目標利回りは企業によって異なりますが、4〜7%程度を基準にする会社が多いです。借入金の金利+αで設定するのが実務的なやり方ですよ。
推定値の指定が必要なケース
ほとんどの場合、推定値(第2引数)は省略して大丈夫です。Excelが自動で 0.1(10%) を初期値にして計算してくれます。
ただし、極端なキャッシュフロー(マイナス側が大きい・収益期間が長いなど)では計算が収束せず #NUM! エラーになることがあります。そのときは推定値を変えて試してみてください。
=IRR(A2:A5, 0.05)
=IRR(A2:A5, -0.1)
=IRR(A2:A5, 0.5)
推定値の目安は「実際のIRRに近そうな値」です。事業計画上の目標利回りや、過去の類似案件のIRRを推定値に入れるとうまく収束しやすいですよ。
ExcelのIRR関数の実践的な使い方・応用例
基本がわかったところで、実務で使う応用例を3つ紹介します。
複数の投資案件をIRRで比較する
投資判断の現場でよくあるのは「A案件とB案件、どっちに投資すべきか?」という比較です。IRR関数を使えば、利回りベースで客観的に比較できますよ。
| 項目 | 案件A | 案件B |
|---|---|---|
| 初期投資 | -3,000,000 | -5,000,000 |
| 1年目 | 1,200,000 | 1,500,000 |
| 2年目 | 1,200,000 | 2,000,000 |
| 3年目 | 1,200,000 | 2,500,000 |
| IRR | =IRR(B2:B5) → 約9.7% | =IRR(C2:C5) → 約8.9% |
利回りの観点では 案件A(9.7%)> 案件B(8.9%) ですから、Aが優位に見えますね。

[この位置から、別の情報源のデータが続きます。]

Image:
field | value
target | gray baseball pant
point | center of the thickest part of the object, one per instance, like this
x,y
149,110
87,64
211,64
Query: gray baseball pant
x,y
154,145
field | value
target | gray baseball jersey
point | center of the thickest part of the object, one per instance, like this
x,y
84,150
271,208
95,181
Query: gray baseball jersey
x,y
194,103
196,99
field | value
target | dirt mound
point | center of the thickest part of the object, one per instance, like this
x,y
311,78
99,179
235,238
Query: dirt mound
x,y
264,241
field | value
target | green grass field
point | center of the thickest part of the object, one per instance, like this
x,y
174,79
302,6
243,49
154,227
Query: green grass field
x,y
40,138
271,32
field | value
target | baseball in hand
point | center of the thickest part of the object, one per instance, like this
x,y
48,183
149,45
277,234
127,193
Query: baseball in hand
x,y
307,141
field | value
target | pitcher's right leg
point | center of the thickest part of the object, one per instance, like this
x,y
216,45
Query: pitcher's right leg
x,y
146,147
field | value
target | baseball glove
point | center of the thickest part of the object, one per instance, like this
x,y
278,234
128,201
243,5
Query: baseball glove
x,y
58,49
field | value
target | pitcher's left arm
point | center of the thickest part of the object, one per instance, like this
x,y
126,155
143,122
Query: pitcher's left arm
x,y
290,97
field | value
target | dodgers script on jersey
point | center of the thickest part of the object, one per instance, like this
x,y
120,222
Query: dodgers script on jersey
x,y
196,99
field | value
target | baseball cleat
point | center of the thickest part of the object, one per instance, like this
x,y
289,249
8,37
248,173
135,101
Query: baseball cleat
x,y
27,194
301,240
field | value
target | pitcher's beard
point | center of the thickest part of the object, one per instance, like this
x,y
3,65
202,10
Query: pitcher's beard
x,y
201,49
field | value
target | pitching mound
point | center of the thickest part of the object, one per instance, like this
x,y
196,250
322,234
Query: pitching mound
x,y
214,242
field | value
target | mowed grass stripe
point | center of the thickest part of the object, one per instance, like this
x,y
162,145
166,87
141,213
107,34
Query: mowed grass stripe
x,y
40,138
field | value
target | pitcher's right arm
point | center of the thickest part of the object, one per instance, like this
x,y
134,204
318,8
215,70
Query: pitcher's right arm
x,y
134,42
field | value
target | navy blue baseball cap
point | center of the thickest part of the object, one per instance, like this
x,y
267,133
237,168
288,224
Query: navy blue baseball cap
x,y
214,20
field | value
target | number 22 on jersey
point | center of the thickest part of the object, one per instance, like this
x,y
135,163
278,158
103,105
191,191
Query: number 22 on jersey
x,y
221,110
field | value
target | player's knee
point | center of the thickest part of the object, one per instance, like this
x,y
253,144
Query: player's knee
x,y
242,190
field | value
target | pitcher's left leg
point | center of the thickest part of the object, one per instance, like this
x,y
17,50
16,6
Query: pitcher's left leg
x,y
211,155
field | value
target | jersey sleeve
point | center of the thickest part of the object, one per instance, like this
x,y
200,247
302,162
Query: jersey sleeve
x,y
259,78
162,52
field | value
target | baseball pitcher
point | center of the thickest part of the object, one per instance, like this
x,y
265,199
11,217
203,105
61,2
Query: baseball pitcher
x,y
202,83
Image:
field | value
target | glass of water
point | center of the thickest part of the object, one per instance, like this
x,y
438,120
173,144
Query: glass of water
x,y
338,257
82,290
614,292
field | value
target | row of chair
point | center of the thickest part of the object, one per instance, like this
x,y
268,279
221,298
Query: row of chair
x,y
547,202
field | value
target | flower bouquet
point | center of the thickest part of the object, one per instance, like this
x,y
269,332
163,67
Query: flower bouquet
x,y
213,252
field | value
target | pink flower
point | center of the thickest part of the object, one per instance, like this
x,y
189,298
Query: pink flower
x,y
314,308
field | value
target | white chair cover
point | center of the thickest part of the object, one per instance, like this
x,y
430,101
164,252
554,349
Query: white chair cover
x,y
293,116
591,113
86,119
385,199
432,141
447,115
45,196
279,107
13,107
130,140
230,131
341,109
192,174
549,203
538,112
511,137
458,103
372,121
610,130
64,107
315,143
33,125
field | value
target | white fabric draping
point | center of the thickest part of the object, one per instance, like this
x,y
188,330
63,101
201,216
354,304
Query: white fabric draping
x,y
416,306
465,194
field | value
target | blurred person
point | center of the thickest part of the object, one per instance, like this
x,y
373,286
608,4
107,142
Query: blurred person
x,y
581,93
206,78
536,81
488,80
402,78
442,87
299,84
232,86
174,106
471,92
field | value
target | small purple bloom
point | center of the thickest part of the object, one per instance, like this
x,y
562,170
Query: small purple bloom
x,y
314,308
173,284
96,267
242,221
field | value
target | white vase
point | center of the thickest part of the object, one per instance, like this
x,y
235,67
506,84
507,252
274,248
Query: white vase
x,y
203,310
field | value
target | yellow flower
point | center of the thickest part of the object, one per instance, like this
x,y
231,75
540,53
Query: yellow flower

ただし、これだけで判断するのは早計です。次の使い分けセクションで「順位逆転」の落とし穴を紹介しますね。
5年間の設備投資を評価する
期間が長くなっても、引数の使い方は同じです。500万円の設備投資で5年間の収益を評価してみましょう。
| 年 | キャッシュフロー |
|---|---|
| 初期投資 | -5,000,000 |
| 1年目 | 800,000 |
| 2年目 | 1,200,000 |
| 3年目 | 1,500,000 |
| 4年目 | 1,500,000 |
| 5年目 | 1,200,000 |
IRR関数を入力します。
=IRR(A2:A7)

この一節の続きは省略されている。